One reason is that Abdullah has kept a low profile since his retirement in 2009. He does not blog, he is not on Twitter and he has given his successor space and support. He attends his share of public functions where he smiles a lot and says pleasant things.

It says a lot about the man, actually. He may not have been the best man for the prime minister’s job but he is without a doubt a gentleman, who has kept his word not to interfere in Najib’s administration. He was said to be delighted when his son-in-law, whom he is known to refer to as “my Khairy”, was appointed to the Cabinet after May 5. But neither did he make a fuss when Khairy was left out in the cold after winning the Umno Youth leadership.

But beneath the genial demeanour, Abdullah felt hurt about being blamed for the 2008 political tsunami and also that he was forced out of office.

However, it seems like nothing had rankled him as much as Dr Mahathir’s attacks on Abdullah’s family.

He said it was “hypocritical” of Dr Mahathir to say that his businessman son Datuk Kamal benefitted during his time in office.

He also defended Khairy and wondered if those who had criticised and forced Khairy into the wilderness were happy that they had broken his rice bowl.

Welsh, who is based in Singapore, had also strung together a collection of articles on Dr Mahathir around the time of his retirement but it attracted little attention and compared poorly to later efforts such as Barry Wain’s biographic tour de force, Malaysian Maverick. The Abdullah book is not exceptional either but it will probably sell well thanks to the publicity on the interview with Abdullah.

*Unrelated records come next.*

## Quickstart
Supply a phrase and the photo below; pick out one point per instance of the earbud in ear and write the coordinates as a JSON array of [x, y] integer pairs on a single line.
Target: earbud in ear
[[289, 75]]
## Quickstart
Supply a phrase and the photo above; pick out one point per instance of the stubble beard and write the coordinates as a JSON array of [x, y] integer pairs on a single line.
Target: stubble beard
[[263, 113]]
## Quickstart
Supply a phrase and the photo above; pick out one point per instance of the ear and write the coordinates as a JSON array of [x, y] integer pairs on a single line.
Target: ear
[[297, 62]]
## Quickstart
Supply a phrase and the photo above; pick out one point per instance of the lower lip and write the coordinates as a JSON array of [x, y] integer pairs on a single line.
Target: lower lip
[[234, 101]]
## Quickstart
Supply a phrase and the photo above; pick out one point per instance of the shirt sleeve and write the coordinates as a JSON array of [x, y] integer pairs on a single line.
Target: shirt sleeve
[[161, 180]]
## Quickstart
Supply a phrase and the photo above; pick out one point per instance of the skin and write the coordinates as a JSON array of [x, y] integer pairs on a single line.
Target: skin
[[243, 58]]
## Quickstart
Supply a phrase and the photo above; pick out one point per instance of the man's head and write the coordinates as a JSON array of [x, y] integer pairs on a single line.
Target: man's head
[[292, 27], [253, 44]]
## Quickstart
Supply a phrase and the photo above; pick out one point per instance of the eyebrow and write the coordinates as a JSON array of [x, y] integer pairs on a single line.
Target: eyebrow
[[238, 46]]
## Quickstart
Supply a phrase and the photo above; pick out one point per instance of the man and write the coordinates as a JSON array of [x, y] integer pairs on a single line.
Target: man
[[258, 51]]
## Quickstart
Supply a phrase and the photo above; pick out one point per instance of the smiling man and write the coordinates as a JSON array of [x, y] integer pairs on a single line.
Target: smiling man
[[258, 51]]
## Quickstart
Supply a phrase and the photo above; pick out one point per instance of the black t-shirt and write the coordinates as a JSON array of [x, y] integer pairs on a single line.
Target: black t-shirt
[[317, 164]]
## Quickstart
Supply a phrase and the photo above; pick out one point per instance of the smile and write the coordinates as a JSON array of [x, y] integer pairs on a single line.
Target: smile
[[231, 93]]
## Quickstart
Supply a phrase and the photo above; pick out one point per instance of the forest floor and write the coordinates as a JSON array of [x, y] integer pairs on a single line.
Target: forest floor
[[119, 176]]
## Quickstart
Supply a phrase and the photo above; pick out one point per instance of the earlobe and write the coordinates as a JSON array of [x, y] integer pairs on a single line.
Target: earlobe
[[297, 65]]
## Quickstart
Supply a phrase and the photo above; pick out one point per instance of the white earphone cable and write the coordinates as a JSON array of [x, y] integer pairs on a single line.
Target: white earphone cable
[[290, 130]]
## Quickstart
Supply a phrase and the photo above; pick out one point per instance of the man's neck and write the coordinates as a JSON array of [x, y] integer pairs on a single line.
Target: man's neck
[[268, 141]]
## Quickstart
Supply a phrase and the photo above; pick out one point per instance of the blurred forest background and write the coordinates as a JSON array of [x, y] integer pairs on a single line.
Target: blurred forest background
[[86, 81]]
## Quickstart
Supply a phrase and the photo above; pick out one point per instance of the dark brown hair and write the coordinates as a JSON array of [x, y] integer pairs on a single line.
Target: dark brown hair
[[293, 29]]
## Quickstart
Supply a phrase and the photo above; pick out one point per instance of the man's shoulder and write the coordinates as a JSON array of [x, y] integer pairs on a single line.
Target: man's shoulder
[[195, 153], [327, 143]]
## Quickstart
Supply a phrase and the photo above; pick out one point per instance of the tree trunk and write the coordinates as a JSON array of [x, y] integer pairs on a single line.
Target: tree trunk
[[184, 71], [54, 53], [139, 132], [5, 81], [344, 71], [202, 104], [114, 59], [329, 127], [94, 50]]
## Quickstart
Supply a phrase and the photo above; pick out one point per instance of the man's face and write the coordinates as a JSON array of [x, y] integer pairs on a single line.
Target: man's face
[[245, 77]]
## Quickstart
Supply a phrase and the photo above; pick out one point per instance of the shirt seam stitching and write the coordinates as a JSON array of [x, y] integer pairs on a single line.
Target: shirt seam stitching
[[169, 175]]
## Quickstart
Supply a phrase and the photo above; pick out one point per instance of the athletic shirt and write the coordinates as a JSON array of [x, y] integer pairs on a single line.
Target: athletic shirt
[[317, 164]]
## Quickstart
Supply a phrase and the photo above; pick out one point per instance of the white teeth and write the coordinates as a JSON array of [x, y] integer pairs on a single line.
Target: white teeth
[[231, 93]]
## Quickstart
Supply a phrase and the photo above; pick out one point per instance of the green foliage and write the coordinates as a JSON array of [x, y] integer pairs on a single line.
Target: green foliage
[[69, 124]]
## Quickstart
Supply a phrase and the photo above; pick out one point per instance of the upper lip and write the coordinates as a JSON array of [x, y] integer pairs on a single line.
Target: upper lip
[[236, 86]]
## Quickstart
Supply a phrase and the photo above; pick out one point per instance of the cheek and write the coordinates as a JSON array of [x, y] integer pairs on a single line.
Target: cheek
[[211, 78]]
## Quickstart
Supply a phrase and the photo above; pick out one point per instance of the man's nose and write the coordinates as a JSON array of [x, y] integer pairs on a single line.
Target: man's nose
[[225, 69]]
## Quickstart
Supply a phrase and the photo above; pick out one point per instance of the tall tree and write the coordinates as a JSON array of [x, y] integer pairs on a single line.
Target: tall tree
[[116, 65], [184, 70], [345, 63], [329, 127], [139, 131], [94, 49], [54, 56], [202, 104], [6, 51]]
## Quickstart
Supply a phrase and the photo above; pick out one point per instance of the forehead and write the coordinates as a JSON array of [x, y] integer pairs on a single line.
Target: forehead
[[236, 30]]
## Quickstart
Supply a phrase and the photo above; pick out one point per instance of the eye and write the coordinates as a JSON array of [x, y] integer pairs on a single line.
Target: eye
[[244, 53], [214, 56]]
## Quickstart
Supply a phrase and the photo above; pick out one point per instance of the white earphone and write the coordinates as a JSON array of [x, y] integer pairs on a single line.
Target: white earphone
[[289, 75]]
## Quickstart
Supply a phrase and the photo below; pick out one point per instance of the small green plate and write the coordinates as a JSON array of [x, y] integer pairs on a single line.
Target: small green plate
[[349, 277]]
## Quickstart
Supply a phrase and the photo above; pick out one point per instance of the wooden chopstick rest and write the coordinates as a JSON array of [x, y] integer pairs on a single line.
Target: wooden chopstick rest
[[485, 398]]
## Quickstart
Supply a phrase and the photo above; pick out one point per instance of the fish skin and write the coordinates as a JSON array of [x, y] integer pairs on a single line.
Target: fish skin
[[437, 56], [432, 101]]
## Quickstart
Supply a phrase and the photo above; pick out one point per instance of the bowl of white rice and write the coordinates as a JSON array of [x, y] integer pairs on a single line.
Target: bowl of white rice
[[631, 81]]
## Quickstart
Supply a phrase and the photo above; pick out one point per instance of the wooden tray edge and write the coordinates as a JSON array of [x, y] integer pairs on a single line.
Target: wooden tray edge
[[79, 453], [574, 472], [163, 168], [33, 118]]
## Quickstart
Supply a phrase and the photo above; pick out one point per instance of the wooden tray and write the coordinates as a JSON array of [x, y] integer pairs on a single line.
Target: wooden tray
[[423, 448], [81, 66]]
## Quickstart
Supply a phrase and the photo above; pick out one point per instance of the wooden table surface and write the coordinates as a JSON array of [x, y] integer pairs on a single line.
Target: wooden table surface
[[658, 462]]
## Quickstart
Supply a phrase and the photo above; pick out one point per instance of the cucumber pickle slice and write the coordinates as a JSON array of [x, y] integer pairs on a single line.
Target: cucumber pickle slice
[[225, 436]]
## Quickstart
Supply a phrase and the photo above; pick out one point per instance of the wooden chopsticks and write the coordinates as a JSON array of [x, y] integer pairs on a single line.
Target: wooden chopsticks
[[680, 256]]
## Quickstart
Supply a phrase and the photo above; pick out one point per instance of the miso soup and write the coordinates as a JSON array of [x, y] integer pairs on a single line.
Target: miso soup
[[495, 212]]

Journalist-publisher Datuk A. Kadir Jasin said the only surprising thing about Abdullah’s comments is that it is coming so late in the day.

“Tun Mahathir has commented significantly on Tun Abdullah. It was a matter of time that Tun Abdullah would say his piece,” said Kadir.

Besides, said history expert Dr Neil Khor, the opinions expressed by Abdullah are hardly new.

“All the hurtful things have been said before by one party or the other. But it is Pak Lah’s comments about Umno that are interesting, about how he failed to reform Umno from within.

“He must have seen the writing on the wall. He is not the master of the ground but he saw that the ground had moved. Having said that, Umno is in a stronger position now than during his time but it is still struggling to cap ture the middle class and the middle ground,” said Dr Khor.

On hindsight, it seems like Abdullah and Dr Mahathir simply do not have political chemistry. During the Team A-Team B debacle in Umno during the 1980s, Abdullah was in Team B whereas Dr Mahathir was in Team A.

Throughout the 1990s, Dr Mahathir was grooming Datuk Seri Anwar Ibrahim, who quickly overtook Abdullah as the numero uno in Penang Umno.

Abdullah’s career path has often been a case of being in the right place at the right time. But his relations with Dr Mahathir headed downhill almost from day one of his administration.

Hari Raya is a time to forgive and forget, to let bygones be bygones. Whether the two Tuns have forgiven each other, only they can tell. But it is clear they have yet to forget what went wrong between them.

But the word is that Dr Mahathir may not be as interested in the Abdullah book as he is in the just launched book One Man’s View of the World, by his old nemesis Lee Kuan Yew. Dr Mahathir’s guns may be aimed outwards rather than inwards.